A gente é criada para ser assim, mas temos que mudar. Precisamos ser criadas para a liberdade. O mundo é grande demais para não sermos quem a gente é.
– Elza Soares
Hoje não vim falar de quadrinhos ou livros, mas de uma série! Com muita expectativa eu aguardei a estreia de “Bom dia, Verônica” baseada no livro de mesmo nome, de Raphael Montes, autor de alguns livros famosos e que já até foi pauta aqui na ZN e Ilana Casoy (A Prova é a Testemunha, O Quinto Mandamento). Desde o trailer o clima da série me chamou atenção. O fato de ser um produto nacional, com temática policial, abordando pautas bem relevantes e tudo ser rodado em São Paulo, uma cidade da qual gosto muito, me fizeram devorar a série logo na semana de lançamento. Mas apesar desse hype, eu esperava muito menos do que me foi entregue. Apesar das minhas ressalvas quanto a algumas escolhas do autor, principalmente para o final, é uma ótima série.

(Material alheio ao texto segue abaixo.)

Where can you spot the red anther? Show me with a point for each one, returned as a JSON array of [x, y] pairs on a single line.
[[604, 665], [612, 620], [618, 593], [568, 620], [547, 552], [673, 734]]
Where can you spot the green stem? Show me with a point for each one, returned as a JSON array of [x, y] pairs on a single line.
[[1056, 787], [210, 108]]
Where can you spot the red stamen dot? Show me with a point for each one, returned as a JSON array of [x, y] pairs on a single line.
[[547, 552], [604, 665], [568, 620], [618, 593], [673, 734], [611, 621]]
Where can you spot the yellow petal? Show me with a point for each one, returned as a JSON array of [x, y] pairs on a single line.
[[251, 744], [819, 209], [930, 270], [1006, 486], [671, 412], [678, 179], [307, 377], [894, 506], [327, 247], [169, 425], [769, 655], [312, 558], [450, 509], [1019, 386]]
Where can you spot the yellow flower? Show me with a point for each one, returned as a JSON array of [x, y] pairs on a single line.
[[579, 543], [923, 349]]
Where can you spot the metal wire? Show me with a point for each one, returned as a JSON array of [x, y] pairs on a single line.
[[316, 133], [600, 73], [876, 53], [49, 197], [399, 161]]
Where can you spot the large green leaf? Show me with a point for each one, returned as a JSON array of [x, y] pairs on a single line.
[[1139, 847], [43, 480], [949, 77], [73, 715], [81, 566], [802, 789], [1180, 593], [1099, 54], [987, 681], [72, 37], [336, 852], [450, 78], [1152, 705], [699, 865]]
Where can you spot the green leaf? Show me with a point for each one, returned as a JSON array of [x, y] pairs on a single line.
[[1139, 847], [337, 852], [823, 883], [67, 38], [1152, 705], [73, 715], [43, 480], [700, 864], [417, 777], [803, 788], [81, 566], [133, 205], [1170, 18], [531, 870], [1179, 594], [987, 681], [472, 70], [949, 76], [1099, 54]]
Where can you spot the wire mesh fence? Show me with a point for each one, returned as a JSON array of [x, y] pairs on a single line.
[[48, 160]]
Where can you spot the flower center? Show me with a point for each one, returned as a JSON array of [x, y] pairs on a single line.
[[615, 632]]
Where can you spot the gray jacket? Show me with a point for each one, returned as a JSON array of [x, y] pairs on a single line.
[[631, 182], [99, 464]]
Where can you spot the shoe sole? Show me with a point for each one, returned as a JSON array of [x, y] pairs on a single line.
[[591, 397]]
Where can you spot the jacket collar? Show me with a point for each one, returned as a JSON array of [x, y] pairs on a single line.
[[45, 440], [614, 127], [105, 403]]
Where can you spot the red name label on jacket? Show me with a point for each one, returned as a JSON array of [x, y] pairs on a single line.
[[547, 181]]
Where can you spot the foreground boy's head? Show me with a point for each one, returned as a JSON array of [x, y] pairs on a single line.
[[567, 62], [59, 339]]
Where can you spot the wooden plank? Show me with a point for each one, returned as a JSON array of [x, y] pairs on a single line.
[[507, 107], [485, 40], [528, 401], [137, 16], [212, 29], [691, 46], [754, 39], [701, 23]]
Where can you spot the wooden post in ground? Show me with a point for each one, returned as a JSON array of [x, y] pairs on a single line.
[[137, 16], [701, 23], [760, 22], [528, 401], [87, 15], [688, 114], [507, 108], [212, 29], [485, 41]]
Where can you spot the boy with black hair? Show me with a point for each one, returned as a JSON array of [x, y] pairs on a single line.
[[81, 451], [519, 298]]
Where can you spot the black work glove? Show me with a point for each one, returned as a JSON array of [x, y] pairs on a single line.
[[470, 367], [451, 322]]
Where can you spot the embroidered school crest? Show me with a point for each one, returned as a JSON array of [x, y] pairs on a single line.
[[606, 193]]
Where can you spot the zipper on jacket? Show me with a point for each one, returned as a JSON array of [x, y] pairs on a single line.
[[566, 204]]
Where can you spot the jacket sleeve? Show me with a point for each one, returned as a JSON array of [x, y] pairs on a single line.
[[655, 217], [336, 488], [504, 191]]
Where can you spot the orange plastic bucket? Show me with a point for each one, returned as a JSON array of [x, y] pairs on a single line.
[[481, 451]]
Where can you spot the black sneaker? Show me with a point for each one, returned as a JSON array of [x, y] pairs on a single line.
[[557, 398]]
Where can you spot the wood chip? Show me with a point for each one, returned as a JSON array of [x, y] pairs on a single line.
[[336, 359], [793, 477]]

A série conta a história de Verônica Torres (Tainá Müller), uma policial escrivã, que tem como desejo se tornar investigadora, mas um trauma familiar pesado a fez estagnar na carreira e se distanciar desse objetivo. Logo no início vemos que ela ainda sofre bastante com as consequências desse evento (e ele tem uma importância crucial para o desenrolar da trama). Verônica é uma mulher forte e só as pessoas bem próximas dela percebem o impacto desse acontecimento. A série é muito bem sucedida em distanciar a protagonista daquela imagem caricata do super tira, que muitas obras acabam passando, mostrando como ele age sendo mãe, esposa e filha. Tainá manda muito bem no papel da policial protagonista. Aliás, os atores centrais da trama entregam um trabalho excelente.
Ainda sobre excelentes atuações, somos apresentados também a Brandão (Eduardo Moscovis) , um condecorado policial, extremamente respeitado entre os seus e um exemplo de cidadão, até a página dois. Não demora muito para a série revelar a maior testemunha de que tudo aquilo é fachada. Janete (Camila Morgado), a esposa de Brandão, é uma mulher que tem como único propósito servir ao marido, e o grande sonho dela se trata exatamente de uma vontade dele, que é ter um filho. Durante toda a trama podemos ver o quanto ela sofre por se achar incapaz de conceber um filho e o quanto ela aposta todas as fichas de uma vida melhor nesse “sonho”. Em dado momento da trama, Janete recebe sua irmã numa visita e fica claro como aquela mulher ali é uma sombra do que já foi um dia, anos atrás. Janete sofre demais com o casamento e a forma como Brandão a usa para seus prazeres doentios é chocante.
Quanto a trama, temos um enredo que mostra de várias formas como a mulher é colocada em posições ingratas em todos os círculos. Janete, Verônica e até mesmo Anita (Elisa Volpatto) que faz uma antagonista, são postas em situações bem ruins, que por mais empático e consciente que seja o homem, jamais entenderá por completo. Os índices de violência contra mulher no Brasil são absurdamente altos e qualquer forma de arte que traga alguma conscientização e holofote para isso, é bem vinda. Apesar de não ter curtido algumas coisas do final da série, uma das que mais curti foi o final amargo. O autor não cai nos clichês comuns e surpreende com o final maduro de um dos plots da trama. E mesmo os outros desfechos, que não me agradaram tanto, são bem executados, sendo mais uma questão de gosto da minha parte mesmo do que qualquer possível falha técnica. No fim, BDV é uma série pesada, necessária e bem competente em trazer coisas relevantes ao debate, principalmente num momento de pandemia onde os casos de violência doméstica aumentaram ainda mais.